Remember, You Don't Have to be Italian to Play Bocce

history

The Beginings of the Sport

Throwing an object toward a target is considered the oldest game known to mankind. Graphic representations of the sport, recorded as early as 5200 B.C., have been found in Egypt and the MiddleEast. While the game of Bocce today appears quite different from the ancient version, the consistently common objective of trying to come as close as possible to a fixed target remains intact. From this early objective, the basic rules of Bocce were born. The game made its way from Egypt to Greece around 800 B.C. The version of the game resembling what we know as Bocce today was refined by early Romans, who adopted the game from the Greeks and introduced it throughout their empire. Beginning with Emperor Augustus, Bocce became the sport of statesman and rulers. The Roman influence lives on today. The game's name, Bocce, is a derivative of the Vulgate Latin bottia, which translates as "boss".

European Growth

European history is filled with references to Bocce, both good and bad.

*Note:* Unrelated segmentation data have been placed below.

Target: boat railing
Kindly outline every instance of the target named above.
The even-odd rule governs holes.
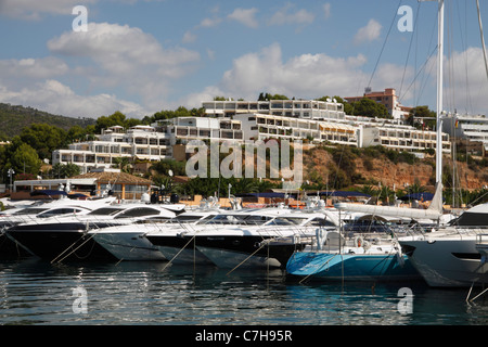
[[[481,255],[481,262],[488,262],[488,233],[476,235],[476,250]]]

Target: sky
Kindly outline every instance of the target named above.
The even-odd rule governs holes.
[[[84,13],[86,30],[81,21]],[[436,110],[437,1],[0,0],[0,102],[142,118],[215,97],[362,95]],[[475,0],[446,0],[444,110],[486,114]],[[488,27],[488,3],[480,1]]]

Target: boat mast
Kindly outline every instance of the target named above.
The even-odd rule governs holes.
[[[437,136],[436,136],[436,183],[442,184],[442,61],[444,61],[444,0],[438,0],[437,37]]]

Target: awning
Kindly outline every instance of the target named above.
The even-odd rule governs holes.
[[[30,196],[39,196],[39,195],[57,196],[57,195],[67,195],[67,193],[65,191],[57,191],[57,190],[36,190],[34,192],[30,192]]]
[[[418,201],[423,201],[423,202],[429,202],[432,201],[432,198],[434,197],[433,193],[412,193],[412,194],[408,194],[404,196],[401,196],[400,200],[401,201],[409,201],[409,200],[418,200]]]
[[[362,196],[371,197],[371,195],[361,192],[347,192],[347,191],[323,191],[319,192],[320,196],[338,196],[338,197],[351,197],[351,196]]]

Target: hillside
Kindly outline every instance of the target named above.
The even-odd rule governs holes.
[[[339,147],[336,149],[338,151]],[[332,151],[333,152],[333,151]],[[349,168],[338,170],[333,153],[324,147],[316,147],[304,153],[304,179],[310,181],[322,180],[333,187],[336,180],[344,179],[342,172],[346,172],[346,179],[351,185],[377,185],[396,189],[404,189],[408,185],[420,184],[429,191],[434,191],[435,158],[414,159],[407,163],[401,159],[391,159],[384,153],[374,153],[372,150],[356,149],[355,154],[347,155],[346,151],[341,160],[350,162]],[[457,162],[457,184],[466,190],[479,190],[488,184],[488,170],[486,167],[467,165]],[[447,156],[444,158],[444,172],[447,181],[452,181],[452,163]],[[329,181],[328,181],[329,180]]]
[[[95,119],[59,116],[33,107],[0,103],[0,139],[5,140],[20,134],[23,128],[36,123],[46,123],[69,130],[73,126],[94,125]]]

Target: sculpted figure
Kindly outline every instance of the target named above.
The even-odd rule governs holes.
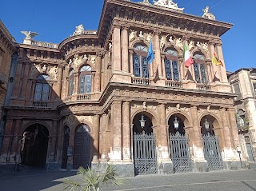
[[[152,38],[152,34],[150,33],[150,34],[147,34],[146,40],[148,42],[150,42],[151,38]]]
[[[134,30],[131,30],[130,34],[129,34],[129,42],[132,42],[136,38],[136,32]]]
[[[160,39],[160,49],[161,50],[162,50],[162,48],[165,46],[166,40],[166,38],[165,36],[162,36],[162,38]]]
[[[143,38],[143,34],[142,34],[142,31],[139,31],[139,34],[138,34],[138,37],[139,38]]]
[[[202,17],[210,19],[210,20],[216,20],[215,16],[213,14],[209,13],[209,10],[210,10],[209,6],[206,6],[205,9],[202,9],[203,14]]]
[[[194,41],[190,41],[189,45],[188,45],[189,50],[191,50],[194,47]]]
[[[172,36],[170,36],[170,38],[169,38],[169,42],[174,42]]]
[[[181,38],[178,38],[176,39],[175,45],[176,46],[179,47],[181,50],[183,50],[183,45],[182,45]]]

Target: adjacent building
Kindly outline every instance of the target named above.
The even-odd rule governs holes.
[[[172,1],[105,0],[97,31],[78,26],[59,44],[23,31],[1,165],[113,164],[126,176],[240,169],[220,38],[232,26],[209,7],[198,17]]]
[[[242,68],[228,75],[235,97],[236,118],[242,155],[256,161],[256,69]]]

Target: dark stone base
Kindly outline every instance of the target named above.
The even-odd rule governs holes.
[[[250,165],[246,161],[224,161],[224,169],[235,170],[235,169],[248,169]]]
[[[106,162],[92,163],[91,169],[104,173],[107,165]],[[111,164],[111,165],[117,170],[116,173],[120,177],[134,177],[134,166],[133,163],[125,164]]]
[[[207,162],[192,162],[193,172],[209,172]]]
[[[174,172],[174,165],[171,161],[165,161],[158,164],[158,173],[159,174],[172,174]]]

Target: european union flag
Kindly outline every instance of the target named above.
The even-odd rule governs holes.
[[[151,64],[151,62],[153,62],[154,58],[154,53],[153,53],[153,46],[152,46],[152,38],[151,38],[149,51],[148,51],[147,56],[146,56],[147,64]]]

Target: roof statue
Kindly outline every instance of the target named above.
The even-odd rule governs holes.
[[[82,34],[85,33],[85,28],[83,27],[83,25],[78,25],[78,26],[75,27],[75,30],[73,34],[73,36],[78,35],[78,34]]]
[[[173,0],[153,0],[154,6],[164,6],[172,10],[177,10],[183,11],[184,8],[178,8],[177,3],[173,2]]]
[[[22,34],[25,34],[26,38],[27,39],[32,39],[32,38],[35,37],[36,35],[38,35],[38,33],[31,32],[31,31],[21,31]]]
[[[210,20],[216,20],[215,16],[213,14],[209,13],[209,10],[210,9],[208,6],[206,7],[206,9],[202,9],[203,14],[202,17],[210,19]]]

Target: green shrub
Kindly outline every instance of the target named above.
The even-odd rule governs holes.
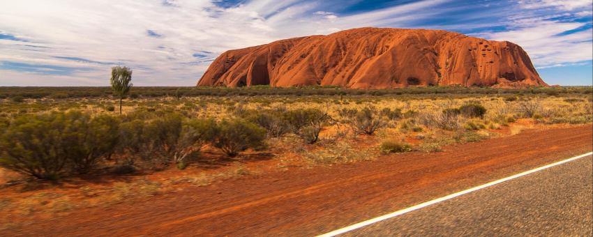
[[[68,123],[62,131],[62,142],[67,146],[63,155],[79,174],[94,168],[100,158],[114,152],[118,142],[119,121],[101,115],[91,118],[88,114],[68,112]]]
[[[14,97],[13,97],[12,99],[13,99],[13,102],[17,102],[17,103],[21,103],[21,102],[23,102],[24,101],[24,98],[23,98],[22,96],[20,96],[20,95],[14,96]]]
[[[342,108],[338,110],[338,115],[345,118],[352,118],[356,115],[358,112],[359,111],[356,109]]]
[[[461,114],[461,111],[457,108],[449,108],[443,109],[443,114],[446,116],[456,116]]]
[[[311,123],[323,120],[326,114],[317,109],[299,109],[287,111],[284,113],[284,119],[290,126],[292,132],[300,134],[301,128]]]
[[[539,101],[530,100],[519,103],[518,112],[525,118],[531,118],[539,112],[541,105]]]
[[[321,126],[310,125],[303,127],[301,130],[301,137],[305,142],[313,144],[319,140],[319,134],[321,132]]]
[[[165,160],[172,158],[176,145],[181,135],[182,118],[179,114],[167,114],[155,118],[144,128],[144,142],[153,149],[156,155]]]
[[[384,154],[412,151],[412,145],[405,142],[385,141],[379,146],[381,153]]]
[[[0,136],[0,165],[38,178],[57,179],[71,167],[86,173],[114,151],[118,121],[80,112],[24,115]]]
[[[432,118],[433,122],[439,128],[446,130],[455,130],[460,127],[459,114],[456,109],[445,109],[441,114],[437,114]]]
[[[185,168],[186,158],[199,152],[212,140],[216,132],[216,123],[212,119],[195,118],[183,122],[181,135],[176,143],[171,146],[173,161]]]
[[[471,103],[459,107],[461,115],[467,118],[483,118],[486,109],[479,104]]]
[[[242,119],[223,120],[216,126],[212,145],[230,157],[264,146],[266,130]]]
[[[463,125],[463,128],[465,128],[468,130],[479,130],[481,129],[486,128],[486,125],[483,123],[479,123],[476,121],[467,121]]]
[[[515,101],[515,100],[517,100],[516,96],[509,96],[509,97],[504,98],[504,101],[513,102],[513,101]]]
[[[383,128],[387,123],[382,118],[377,109],[366,107],[351,118],[346,121],[350,128],[358,134],[373,135],[377,129]]]
[[[63,114],[27,114],[15,118],[0,137],[0,165],[38,178],[57,179],[64,174],[61,132]]]
[[[380,114],[391,120],[400,119],[403,116],[401,109],[391,110],[389,108],[383,108],[381,109]]]
[[[283,119],[282,114],[279,112],[254,112],[246,118],[249,121],[265,128],[269,137],[280,137],[291,130],[290,125]]]

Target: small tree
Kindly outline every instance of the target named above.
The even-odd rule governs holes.
[[[111,88],[113,93],[119,98],[119,114],[121,114],[121,100],[132,89],[132,70],[128,67],[111,68]]]

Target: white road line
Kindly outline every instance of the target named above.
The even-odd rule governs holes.
[[[490,182],[490,183],[488,183],[483,184],[483,185],[479,185],[479,186],[474,187],[474,188],[472,188],[468,189],[468,190],[463,190],[463,191],[461,191],[461,192],[456,192],[456,193],[449,194],[449,195],[446,195],[446,196],[444,196],[444,197],[442,197],[437,198],[436,199],[433,199],[433,200],[430,200],[430,201],[426,201],[426,202],[423,202],[420,204],[418,204],[418,205],[416,205],[416,206],[410,206],[410,207],[407,208],[405,209],[402,209],[402,210],[400,210],[400,211],[396,211],[396,212],[393,212],[393,213],[389,213],[389,214],[386,214],[386,215],[382,215],[382,216],[377,217],[375,217],[375,218],[373,218],[373,219],[370,219],[370,220],[366,220],[366,221],[363,221],[362,222],[359,222],[359,223],[356,223],[356,224],[352,224],[351,226],[348,226],[348,227],[345,227],[344,228],[336,229],[336,230],[333,231],[331,232],[328,232],[328,233],[326,233],[326,234],[322,234],[322,235],[319,235],[317,236],[318,237],[327,237],[327,236],[337,236],[338,234],[344,234],[344,233],[346,233],[346,232],[348,232],[348,231],[352,231],[352,230],[354,230],[354,229],[359,229],[359,228],[361,228],[361,227],[365,227],[365,226],[367,226],[367,225],[369,225],[369,224],[371,224],[377,223],[377,222],[382,221],[382,220],[387,220],[387,219],[389,219],[389,218],[395,217],[398,215],[402,215],[402,214],[404,214],[404,213],[409,213],[409,212],[412,211],[418,210],[418,209],[420,209],[420,208],[424,208],[424,207],[426,207],[426,206],[430,206],[430,205],[433,205],[433,204],[437,204],[437,203],[439,203],[439,202],[441,202],[441,201],[445,201],[445,200],[451,199],[452,198],[455,198],[455,197],[459,197],[459,196],[461,196],[461,195],[463,195],[463,194],[467,194],[467,193],[470,193],[470,192],[474,192],[474,191],[476,191],[476,190],[479,190],[483,189],[484,188],[488,188],[488,187],[490,187],[490,186],[492,186],[492,185],[495,185],[499,184],[499,183],[504,182],[504,181],[508,181],[511,180],[511,179],[515,178],[518,178],[518,177],[523,176],[525,176],[525,175],[527,175],[527,174],[532,174],[532,173],[535,173],[535,172],[537,172],[537,171],[543,170],[543,169],[548,169],[548,168],[550,168],[550,167],[555,167],[555,166],[557,166],[557,165],[562,165],[562,164],[564,164],[564,163],[566,163],[566,162],[569,162],[571,161],[573,161],[573,160],[577,160],[577,159],[579,159],[579,158],[584,158],[584,157],[587,156],[587,155],[593,155],[593,152],[590,152],[588,153],[585,153],[585,154],[583,154],[583,155],[580,155],[575,156],[573,158],[569,158],[569,159],[564,160],[561,160],[561,161],[559,161],[559,162],[555,162],[555,163],[552,163],[552,164],[550,164],[550,165],[544,165],[543,167],[539,167],[539,168],[535,168],[535,169],[531,169],[531,170],[528,170],[528,171],[526,171],[525,172],[519,173],[519,174],[515,174],[515,175],[511,176],[509,176],[509,177],[506,177],[506,178],[501,178],[501,179],[499,179],[497,181],[492,181],[492,182]]]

The Greek physician Ipocrates and Italian Renaissance man Galileo both noted that the game's athleticism and spirit of competition rejuvenated the body and the mind. Somewhere, the claim arose that playing Bocce had great therapeutic effect in curing rheumatism, and consequently the game enjoyed rapid growth throughout Europe as the sport of nobility and peasants alike. As Bocce's popularity grew, it began to threaten and interfere with the security of states. Kings Carlos IV and V of Spain prohibited the playing of Bocce because it took too much time away from military exercises. The Republic of Venice publicly condemned the sport in 1576, and punished players with fines and imprisonment. Perhaps the gravest condemnation of Bocce came from the Catholic Church, which officially prohibited clergy and deterred the laity from playing the game by proclaiming Bocce a means of gambling. Contrary to the rest of Europe, British nobility such as Queen Elizabeth I and Sir Francis Drake were avid players. According to lore, Sir Frances Drake refused to set out to defend England against the Spanish Armada until he finished a game of Bocce. He proclaimed, "First we finish the game, then we'll deal with the Armada!"

Bocce Comes to America

The sport first came to America with the English, with one early American playing field being Bowling Green at the southern tip of Manhattan. Though George Washington built a court and played regularly at Mount Vernon in the 1780s, the game did not flourish until turn of the century Italian immigrants brought their enthusiasm for the sport with them to America. During its beginnings in the U.S. there were many versions of the game. In 1947, fifteen teams in and around the town of Rivoli (Torino) organized the first Bocce "club", first Italian League, and the first of the yearly World Bocce Championships, bringing some order to the game. This idea of "order" soon spread to the new world, though the game is still played by several different sets of "regional rules" in the United States.